She retired a few years ago from a bank in Xinxiang, Henan Province, to reunite with her husband who is a professor at a Shanghai university.

“I’m thankful to many people who made my dream of becoming a scholar come true, including my family who have been supporting me all the way, the bank which let me retire early and my current colleagues who are kind enough to exchange shifts with me to enable me to study undisturbed,” Yuan said.

For her, English has been the greatest challenge as she only knew a few words when she started to study it in 2017.

“The grammar is relatively easy to master, but it’s very hard for me to remember new words,” she said.

To conquer the language, Yuan said all she could do is to recite words again and again.

“The first thing I did in the morning was to recite the words I learned the previous night, and I have been doing this for over 700 days,” she said. “For younger people they can remember something after reciting it three times maybe, but for me I will have to do it 30 times.”

Her efforts paid off.

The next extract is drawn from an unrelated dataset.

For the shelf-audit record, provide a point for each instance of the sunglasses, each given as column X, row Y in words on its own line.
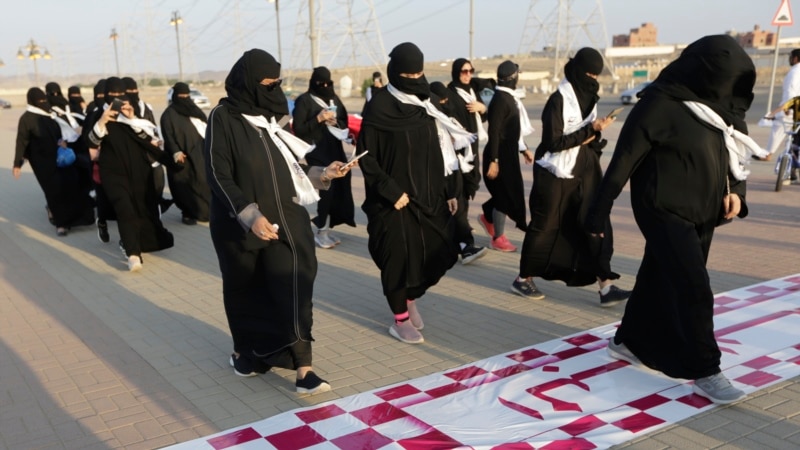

Yuan passed the national Grade-4 English test for university students after just one year. 

She said she started to intensely prepare for the master’s enrollment exams, which are usually held in January, in October last year, and part of the reason she did it was because of her son.

“He had the same goal, and I hoped to study along with him to encourage him to work harder toward it,” she said. “I know it works on young people because I think my younger classmates have been looking up to me as an inspiration.”

Her son will soon start to work on a master’s degree in mathematics at Fudan University.

Having been reunited with her husband for just three years, Yuan now faces separation again as she is going to study in the Guangxi Zhuang Autonomous Region in southern China.

“We have promised each other to visit each other every other month,” she said. “It’s not much of a problem to be separate today because communications are very convenient.”